General installation scheme

YDB can perform federated queries to external sources, for example, object storages or relational DBMS, without the need to move the data from external sources directly into YDB. This section describes the changes that are required in the configuration of YDB and the surrounding infrastructure to enable federated queries.

Note

A special microservice called connector must be deployed to access some of data sources. Check the list of supported sources to determine if you need to install a connector.

The YDB cluster and external data sources in a production installation should be deployed on different physical or virtual servers, including clouds. If access to a specific source requires a connector, it should be deployed on the same servers as the dynamic nodes of YDB. In other words, each ydbd process running in dynamic node mode should have one local connector process.

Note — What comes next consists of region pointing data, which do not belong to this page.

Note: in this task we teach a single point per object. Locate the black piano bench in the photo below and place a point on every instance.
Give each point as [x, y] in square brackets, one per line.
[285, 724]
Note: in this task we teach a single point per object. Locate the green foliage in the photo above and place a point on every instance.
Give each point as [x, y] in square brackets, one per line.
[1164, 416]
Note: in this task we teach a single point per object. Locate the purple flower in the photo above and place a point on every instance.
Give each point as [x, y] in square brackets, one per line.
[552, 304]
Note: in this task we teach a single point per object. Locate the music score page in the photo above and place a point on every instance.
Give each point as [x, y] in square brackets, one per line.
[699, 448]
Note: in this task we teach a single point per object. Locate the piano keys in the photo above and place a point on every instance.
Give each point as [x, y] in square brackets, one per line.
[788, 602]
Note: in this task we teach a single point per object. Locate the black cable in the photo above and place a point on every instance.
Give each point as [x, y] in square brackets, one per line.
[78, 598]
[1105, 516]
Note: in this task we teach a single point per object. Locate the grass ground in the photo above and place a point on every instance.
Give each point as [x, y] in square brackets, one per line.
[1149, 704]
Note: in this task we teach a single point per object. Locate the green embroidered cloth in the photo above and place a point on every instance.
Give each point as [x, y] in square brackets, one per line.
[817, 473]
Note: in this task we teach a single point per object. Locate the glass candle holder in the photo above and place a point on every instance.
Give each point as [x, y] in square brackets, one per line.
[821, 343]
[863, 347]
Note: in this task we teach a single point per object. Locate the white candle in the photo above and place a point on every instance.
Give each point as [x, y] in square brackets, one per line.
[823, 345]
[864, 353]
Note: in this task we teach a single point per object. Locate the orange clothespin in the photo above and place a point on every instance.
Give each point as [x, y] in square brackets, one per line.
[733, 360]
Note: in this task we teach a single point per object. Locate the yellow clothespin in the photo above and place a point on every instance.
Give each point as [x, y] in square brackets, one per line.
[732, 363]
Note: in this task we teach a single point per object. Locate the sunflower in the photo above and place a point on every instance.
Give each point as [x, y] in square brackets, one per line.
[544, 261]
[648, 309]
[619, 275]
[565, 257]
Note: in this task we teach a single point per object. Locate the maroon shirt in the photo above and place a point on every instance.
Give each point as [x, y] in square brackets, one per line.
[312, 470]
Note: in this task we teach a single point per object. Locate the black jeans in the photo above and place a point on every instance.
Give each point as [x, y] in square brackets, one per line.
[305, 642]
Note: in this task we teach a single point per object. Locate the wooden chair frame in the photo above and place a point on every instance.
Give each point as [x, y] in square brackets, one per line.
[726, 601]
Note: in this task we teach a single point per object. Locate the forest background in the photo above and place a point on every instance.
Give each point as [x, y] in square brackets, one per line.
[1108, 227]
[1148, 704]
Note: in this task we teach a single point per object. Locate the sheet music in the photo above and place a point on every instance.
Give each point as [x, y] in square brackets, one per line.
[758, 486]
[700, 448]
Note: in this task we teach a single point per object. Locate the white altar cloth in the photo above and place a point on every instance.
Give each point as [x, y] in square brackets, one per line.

The following requirements must be met:

  • The external data source must be accessible over the network to queries from YDB database nodes or from the connector, if present.
  • The connector must be accessible over the network from YDB database nodes.

Tip

The easiest way to make the connector accessible from YDB nodes is to run them on the same set of hosts.

YDB FQ Installation

Note

Currently, we do not support deploying the connector in Kubernetes, but we plan to add it shortly.

Step-by-step guide

  1. Follow the steps in the dynamic node YDB deployment guide up to and including preparing the configuration files.

  2. If a connector must be deployed to access the desired source, do so according to the instructions.

  3. If a connector needs to be deployed to access your desired source, add the generic subsection to the query_service_config section of the YDB configuration file as shown below. Specify the network address of the connector in the connector.endpoint.host and connector.endpoint.port fields (default values are localhost and 2130). When co-locating the connector and the YDB dynamic node on the same server, encrypted connections between them are not required. If necessary, you can enable encryption by setting connector.use_ssl to true and specifying the path to the CA certificate that is used to sign the connector's TLS keys in connector.ssl_ca_crt:

    query_service_config:
        generic:
            connector:
                endpoint:
                    host: localhost                 # hostname where the connector is deployed
                    port: 2130                      # port number for the connector's listening socket
                use_ssl: false                      # flag to enable encrypted connections
                ssl_ca_crt: "/opt/ydb/certs/ca.crt" # (optional) path to the CA certificate
            default_settings:
                - name: DateTimeFormat
                  value: string
                - name: UsePredicatePushdown
                  value: "true"
    
  4. Add the following feature_flags section to the YDB configuration file:

    feature_flags:
        enable_external_data_sources: true
        enable_script_execution_operations: true
    
  5. Continue deploying YDB database nodes. See the instructions.